We now live in a society whose greatest value has become productivity. We get our news from short sound bites from the internet or TV now instead of reading the paper. We rarely read books anymore. We listen to them while we are stuck in traffic, trying to get to work so we can get as much done in as little time as possible. The products we buy are made with the same goal in mind: maximum efficiency. But those who produce the few products that we still make in the U.S., whose ultimate goal is maximum efficiency, seem to have lost their standard of quality. They make it fast, but what happened to the concept of taking your time and doing it right? Some things just cannot be made fast without sacrificing quality.
One of those products is cheese. Mass produced cheeses all seem to have the same “tinny” metallic taste. That is because the manufacturers add chemicals to speed up the maturing process, but the residue from these chemicals creates that metallic aftertaste. The corporate manufacturers even rush the cows to produce more milk by injecting them with hormones and feeding them over processed feeds that are measured and distributed by computers. While these processes are efficient, we all agree that the quality suffers greatly.
Fortunately for cheese lovers, there is still a culture among us that believes in doing almost everything the old fashioned way: The Amish. Cheese making is a skill brought to Ohio by the earliest Swiss and German immigrants, and it still survives in Ohio Amish Country to this day.

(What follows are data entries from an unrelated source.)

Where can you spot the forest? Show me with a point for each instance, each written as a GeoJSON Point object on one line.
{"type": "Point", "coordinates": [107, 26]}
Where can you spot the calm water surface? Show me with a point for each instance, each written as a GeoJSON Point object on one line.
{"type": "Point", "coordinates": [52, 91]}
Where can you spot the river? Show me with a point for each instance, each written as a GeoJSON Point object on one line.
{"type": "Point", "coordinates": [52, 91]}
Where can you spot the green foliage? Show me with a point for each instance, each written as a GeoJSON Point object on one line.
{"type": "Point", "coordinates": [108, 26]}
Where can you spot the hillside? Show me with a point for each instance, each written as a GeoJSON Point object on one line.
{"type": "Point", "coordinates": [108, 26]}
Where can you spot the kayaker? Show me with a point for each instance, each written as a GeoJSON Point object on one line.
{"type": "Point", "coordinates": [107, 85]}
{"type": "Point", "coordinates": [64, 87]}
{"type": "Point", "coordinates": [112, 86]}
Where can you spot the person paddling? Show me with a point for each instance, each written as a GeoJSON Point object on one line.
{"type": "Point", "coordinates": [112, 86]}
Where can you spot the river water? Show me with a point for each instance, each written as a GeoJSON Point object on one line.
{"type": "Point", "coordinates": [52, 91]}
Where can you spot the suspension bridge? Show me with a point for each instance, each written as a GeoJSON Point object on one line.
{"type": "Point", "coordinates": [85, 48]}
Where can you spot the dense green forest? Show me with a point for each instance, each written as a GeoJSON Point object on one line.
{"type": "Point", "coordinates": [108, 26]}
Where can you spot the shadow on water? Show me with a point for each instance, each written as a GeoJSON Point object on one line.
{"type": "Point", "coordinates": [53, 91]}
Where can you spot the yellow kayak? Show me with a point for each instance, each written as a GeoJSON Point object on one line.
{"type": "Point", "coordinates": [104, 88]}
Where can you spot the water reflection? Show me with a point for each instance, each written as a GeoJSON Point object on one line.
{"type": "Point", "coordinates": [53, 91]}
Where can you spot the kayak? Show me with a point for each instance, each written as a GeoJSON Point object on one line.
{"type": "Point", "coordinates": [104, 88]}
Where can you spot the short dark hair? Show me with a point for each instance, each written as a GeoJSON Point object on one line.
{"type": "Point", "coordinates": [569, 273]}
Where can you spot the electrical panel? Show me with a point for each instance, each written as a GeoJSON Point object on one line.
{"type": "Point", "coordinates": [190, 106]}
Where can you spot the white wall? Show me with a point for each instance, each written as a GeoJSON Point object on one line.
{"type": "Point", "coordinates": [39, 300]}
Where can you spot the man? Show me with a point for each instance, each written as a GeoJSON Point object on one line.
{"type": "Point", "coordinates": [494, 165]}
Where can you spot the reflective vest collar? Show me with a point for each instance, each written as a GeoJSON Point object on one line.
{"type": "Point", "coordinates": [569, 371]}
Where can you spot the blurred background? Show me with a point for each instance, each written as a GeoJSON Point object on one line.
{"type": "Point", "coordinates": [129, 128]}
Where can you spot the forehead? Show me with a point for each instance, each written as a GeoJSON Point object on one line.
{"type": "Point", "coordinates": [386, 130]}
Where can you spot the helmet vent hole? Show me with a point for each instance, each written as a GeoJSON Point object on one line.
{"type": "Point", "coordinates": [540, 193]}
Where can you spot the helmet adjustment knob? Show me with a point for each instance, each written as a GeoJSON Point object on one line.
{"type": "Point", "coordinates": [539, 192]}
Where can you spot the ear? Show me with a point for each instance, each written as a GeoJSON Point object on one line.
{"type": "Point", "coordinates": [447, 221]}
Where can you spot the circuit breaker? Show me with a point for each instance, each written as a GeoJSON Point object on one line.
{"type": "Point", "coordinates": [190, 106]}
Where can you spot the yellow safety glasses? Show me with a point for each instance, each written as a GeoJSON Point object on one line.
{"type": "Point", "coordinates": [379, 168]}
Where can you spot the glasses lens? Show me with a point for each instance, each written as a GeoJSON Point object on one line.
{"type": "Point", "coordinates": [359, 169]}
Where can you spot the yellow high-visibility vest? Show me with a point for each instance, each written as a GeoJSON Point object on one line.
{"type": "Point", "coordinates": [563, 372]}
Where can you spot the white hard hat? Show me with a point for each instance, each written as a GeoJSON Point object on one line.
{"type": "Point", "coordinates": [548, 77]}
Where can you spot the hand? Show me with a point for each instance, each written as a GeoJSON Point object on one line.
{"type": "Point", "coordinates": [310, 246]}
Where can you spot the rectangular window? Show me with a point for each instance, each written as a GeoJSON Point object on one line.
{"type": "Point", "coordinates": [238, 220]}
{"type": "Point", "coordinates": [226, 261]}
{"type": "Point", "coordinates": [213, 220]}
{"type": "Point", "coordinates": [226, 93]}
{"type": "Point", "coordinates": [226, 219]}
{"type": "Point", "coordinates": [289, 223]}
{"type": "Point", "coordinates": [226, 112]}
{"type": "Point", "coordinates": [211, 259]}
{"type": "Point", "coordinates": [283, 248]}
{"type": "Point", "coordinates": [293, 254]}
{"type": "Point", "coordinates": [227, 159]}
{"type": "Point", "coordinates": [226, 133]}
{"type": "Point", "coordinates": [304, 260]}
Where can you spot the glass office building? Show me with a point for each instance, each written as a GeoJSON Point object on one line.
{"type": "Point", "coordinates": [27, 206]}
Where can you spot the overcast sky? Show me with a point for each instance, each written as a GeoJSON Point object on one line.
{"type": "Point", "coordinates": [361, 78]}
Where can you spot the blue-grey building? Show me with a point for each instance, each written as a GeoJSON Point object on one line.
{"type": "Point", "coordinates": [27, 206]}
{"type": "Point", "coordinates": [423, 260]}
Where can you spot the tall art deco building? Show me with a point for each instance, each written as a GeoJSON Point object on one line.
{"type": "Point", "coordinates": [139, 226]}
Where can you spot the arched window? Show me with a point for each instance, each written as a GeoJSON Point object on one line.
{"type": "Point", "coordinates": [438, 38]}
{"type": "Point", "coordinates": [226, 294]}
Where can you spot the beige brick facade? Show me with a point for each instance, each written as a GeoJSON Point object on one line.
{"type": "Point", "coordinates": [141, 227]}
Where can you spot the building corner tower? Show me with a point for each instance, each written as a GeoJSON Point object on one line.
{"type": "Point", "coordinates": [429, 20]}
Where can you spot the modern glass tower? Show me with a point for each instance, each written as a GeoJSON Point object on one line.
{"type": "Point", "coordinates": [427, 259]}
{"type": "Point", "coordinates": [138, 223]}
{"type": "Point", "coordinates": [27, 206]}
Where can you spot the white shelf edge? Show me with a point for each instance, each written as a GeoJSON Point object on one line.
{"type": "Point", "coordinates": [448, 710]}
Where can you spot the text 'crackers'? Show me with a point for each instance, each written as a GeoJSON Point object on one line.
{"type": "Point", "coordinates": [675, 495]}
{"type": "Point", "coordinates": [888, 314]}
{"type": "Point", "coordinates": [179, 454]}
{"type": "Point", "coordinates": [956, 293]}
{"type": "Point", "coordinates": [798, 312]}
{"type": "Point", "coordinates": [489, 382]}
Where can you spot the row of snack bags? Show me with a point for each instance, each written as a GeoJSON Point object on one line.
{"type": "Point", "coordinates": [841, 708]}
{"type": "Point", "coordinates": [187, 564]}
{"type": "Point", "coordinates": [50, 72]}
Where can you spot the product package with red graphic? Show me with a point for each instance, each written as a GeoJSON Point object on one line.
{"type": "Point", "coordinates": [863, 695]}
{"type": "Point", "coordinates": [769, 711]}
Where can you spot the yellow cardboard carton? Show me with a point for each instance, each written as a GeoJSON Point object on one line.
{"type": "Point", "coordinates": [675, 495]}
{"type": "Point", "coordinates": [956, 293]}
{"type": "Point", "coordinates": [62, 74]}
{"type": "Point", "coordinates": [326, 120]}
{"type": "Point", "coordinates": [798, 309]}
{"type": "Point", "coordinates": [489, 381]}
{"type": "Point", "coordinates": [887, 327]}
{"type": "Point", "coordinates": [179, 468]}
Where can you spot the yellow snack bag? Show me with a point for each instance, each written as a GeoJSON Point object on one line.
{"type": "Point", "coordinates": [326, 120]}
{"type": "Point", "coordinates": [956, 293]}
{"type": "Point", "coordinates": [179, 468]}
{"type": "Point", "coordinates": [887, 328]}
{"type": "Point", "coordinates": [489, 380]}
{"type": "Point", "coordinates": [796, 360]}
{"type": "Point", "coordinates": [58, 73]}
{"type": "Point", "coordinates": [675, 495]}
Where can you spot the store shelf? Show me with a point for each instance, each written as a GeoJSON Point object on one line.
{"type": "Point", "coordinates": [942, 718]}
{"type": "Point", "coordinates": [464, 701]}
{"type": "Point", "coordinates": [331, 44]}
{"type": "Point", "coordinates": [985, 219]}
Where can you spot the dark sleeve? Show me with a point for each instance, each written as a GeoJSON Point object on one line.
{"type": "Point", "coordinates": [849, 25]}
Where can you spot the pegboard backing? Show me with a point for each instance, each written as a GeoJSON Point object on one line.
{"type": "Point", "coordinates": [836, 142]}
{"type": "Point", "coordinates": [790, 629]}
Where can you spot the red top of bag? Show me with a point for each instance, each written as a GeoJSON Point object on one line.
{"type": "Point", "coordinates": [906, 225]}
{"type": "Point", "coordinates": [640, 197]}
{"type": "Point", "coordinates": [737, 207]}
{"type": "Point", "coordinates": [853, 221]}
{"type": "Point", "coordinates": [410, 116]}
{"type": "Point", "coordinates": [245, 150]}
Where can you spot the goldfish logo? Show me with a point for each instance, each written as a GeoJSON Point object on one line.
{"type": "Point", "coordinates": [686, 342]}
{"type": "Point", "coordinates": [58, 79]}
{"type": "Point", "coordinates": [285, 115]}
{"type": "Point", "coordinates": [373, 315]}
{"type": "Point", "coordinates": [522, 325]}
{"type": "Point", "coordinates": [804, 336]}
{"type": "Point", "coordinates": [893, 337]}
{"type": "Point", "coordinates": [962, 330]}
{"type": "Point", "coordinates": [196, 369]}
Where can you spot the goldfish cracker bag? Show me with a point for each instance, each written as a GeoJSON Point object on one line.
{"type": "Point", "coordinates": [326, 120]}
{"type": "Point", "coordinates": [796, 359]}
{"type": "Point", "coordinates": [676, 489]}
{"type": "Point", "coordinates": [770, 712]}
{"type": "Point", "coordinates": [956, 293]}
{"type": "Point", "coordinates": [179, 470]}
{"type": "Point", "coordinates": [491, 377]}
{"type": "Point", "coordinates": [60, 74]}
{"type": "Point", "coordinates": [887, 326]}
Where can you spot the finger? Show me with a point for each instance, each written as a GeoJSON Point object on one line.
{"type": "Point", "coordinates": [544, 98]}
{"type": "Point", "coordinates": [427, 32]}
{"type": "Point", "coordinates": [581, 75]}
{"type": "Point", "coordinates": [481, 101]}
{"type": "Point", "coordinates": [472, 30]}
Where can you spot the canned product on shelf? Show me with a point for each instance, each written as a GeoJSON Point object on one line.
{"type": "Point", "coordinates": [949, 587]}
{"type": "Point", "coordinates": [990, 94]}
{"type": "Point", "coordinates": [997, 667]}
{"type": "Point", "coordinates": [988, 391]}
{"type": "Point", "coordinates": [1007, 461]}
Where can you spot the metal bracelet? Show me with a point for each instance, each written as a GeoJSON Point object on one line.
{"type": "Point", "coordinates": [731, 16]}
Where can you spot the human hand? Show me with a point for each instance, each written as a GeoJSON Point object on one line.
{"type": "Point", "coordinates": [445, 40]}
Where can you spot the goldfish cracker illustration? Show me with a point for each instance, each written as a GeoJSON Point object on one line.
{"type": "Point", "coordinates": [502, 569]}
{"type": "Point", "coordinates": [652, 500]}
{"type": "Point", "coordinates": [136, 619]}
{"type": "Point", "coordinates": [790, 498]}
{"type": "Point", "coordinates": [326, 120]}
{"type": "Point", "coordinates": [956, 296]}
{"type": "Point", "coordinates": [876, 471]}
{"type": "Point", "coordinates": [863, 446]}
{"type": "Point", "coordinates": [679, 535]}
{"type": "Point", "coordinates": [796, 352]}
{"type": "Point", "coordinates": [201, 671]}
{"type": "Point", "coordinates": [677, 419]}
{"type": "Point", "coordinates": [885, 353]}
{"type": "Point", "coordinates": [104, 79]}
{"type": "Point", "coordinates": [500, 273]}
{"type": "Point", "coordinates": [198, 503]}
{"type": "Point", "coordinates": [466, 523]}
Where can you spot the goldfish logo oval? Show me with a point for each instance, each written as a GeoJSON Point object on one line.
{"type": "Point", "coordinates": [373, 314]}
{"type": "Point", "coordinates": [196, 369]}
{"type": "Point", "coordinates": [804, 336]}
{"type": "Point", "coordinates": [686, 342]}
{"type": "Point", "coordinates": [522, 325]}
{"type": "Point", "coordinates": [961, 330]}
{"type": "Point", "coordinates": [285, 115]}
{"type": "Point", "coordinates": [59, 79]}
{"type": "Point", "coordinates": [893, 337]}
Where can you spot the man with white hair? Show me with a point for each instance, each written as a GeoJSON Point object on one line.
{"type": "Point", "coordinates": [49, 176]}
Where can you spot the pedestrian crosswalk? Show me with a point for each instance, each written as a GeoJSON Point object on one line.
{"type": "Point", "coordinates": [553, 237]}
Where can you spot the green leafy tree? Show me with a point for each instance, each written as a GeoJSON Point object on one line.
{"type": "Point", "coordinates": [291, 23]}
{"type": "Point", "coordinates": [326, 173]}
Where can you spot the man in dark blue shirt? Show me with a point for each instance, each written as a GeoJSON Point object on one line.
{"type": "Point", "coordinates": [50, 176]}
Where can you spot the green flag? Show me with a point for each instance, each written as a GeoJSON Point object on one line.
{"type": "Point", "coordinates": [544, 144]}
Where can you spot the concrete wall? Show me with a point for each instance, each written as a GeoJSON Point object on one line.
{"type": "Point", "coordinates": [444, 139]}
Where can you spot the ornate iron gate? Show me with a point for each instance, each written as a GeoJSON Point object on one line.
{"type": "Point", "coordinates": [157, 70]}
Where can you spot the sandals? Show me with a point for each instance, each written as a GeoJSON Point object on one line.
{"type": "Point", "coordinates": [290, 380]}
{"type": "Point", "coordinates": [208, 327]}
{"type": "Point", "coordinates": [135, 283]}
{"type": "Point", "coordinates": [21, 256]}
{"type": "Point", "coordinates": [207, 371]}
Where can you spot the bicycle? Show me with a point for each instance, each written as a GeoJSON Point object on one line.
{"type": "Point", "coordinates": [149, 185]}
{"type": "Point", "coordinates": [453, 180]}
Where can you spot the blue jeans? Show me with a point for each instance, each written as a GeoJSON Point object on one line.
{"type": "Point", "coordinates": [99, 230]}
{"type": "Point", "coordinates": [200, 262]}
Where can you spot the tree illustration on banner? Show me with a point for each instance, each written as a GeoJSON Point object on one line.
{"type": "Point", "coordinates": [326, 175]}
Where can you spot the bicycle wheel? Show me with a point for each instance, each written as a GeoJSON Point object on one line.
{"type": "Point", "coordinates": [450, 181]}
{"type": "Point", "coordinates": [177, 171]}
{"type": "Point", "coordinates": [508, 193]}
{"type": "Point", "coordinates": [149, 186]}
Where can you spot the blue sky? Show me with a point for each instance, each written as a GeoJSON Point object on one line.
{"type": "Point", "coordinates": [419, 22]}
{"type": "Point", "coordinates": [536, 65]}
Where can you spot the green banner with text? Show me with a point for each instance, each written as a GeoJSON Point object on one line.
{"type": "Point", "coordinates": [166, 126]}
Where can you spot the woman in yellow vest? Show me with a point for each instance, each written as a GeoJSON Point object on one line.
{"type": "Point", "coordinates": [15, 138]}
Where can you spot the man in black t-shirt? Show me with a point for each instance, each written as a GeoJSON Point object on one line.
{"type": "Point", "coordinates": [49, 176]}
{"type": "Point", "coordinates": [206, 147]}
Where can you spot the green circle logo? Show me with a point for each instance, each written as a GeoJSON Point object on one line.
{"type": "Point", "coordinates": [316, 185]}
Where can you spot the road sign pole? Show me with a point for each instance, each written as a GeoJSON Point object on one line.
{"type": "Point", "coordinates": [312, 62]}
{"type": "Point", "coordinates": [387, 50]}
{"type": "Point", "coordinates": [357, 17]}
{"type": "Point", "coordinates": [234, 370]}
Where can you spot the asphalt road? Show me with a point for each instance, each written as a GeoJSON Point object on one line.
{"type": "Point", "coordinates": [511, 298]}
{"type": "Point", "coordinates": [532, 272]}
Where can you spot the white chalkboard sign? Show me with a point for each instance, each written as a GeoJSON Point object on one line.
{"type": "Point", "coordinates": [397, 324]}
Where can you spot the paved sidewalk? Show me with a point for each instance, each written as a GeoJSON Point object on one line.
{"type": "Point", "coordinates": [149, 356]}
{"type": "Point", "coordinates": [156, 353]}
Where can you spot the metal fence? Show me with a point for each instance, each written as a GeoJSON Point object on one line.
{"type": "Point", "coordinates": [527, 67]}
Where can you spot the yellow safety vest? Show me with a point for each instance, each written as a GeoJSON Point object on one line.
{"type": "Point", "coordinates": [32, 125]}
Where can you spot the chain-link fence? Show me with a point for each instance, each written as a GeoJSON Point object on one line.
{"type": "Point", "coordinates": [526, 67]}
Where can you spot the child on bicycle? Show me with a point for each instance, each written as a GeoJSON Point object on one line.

Not only do the Amish have traditional knowledge and skill in the trade, there are numerous Amish dairy farmers in the area that provide the best possible milk. The cows are hormone free and they feed on natural grasses native to the valleys of northern Ohio that have never been sprayed with pesticides. The average Amish farm has only ten cows, so they can be more closely monitored. The milk is delivered to the cheese makers in numbered cans that can be traced back to the exact farm, and even the exact cow it came from. This provides a quality control system that prevents any sub-standard milk from entering the supply, but does not affect the distinctive Amish farming methods.
Cheese making is an art and a science, so some modern technology has been added to the final cheese production process to ensure a sanitary and healthful product. But the technology has all been carefully introduced so as not to affect the quality of the cheese. The milk is pasteurized to prevent the introduction of any foreign bacteria. The cheese is now made in stainless steel vats as they are easier to clean and more sanitary than the old copper kettles. The enzymes that are introduced to form the cheese curds are now more carefully measured to ensure the highest quality. No chemical preservatives are added, but the individual pieces of cheese are vacuum packed and refrigerated after the aging process is complete to ensure the cheese stays fresh until it makes its way to your table. All of this ensures an unmatched standard of quality.
Most Amish made cheeses have a cream content level of up to 33% milk fat, which is high compared to mass-produced cheeses, but that’s what makes them so creamy and full flavored. The cheeses are refrigerated during storage, but are best served at room temperature. There are over 50 flavors of cheese that are made in Ohio’s Amish country. The most notable are Amish Swiss, Sharp Swiss, Baby Swiss, Amish Butter Cheese, Colby, Farmers Cheese, Jack Cheese, Marble (Colby Jack), and Yogurt Cheese. They also produce numerous variations of each including smoked varieties and cheeses infused with peppers, onions, and bacon to name a few. A byproduct of the cheese making process is also butterfat, which is used to make Amish Butter, the best butter most will ever taste.
But the Amish level of patience and dedication does not only apply to dairy products. Their religion discourages them from worldly pursuits, so their ultimate goal in everything they do is perfection rather than profit. Their patience and dedication is evident in their other specialty foods including fruit preserves, pickled vegetables, and the specialty meats that they inspired. Anyone who has ever visited Ohio’s Amish Country has most likely seen the top quality bedding and furniture they have also become famous for.
For the cultural tourist, Ohio’s Amish Country is a must see. The cheese connoisseur need not leave his/her own living room. All of the cheeses and other delicacies mentioned are available over the Internet. But nothing compares to actually visiting and seeing the labor of love firsthand.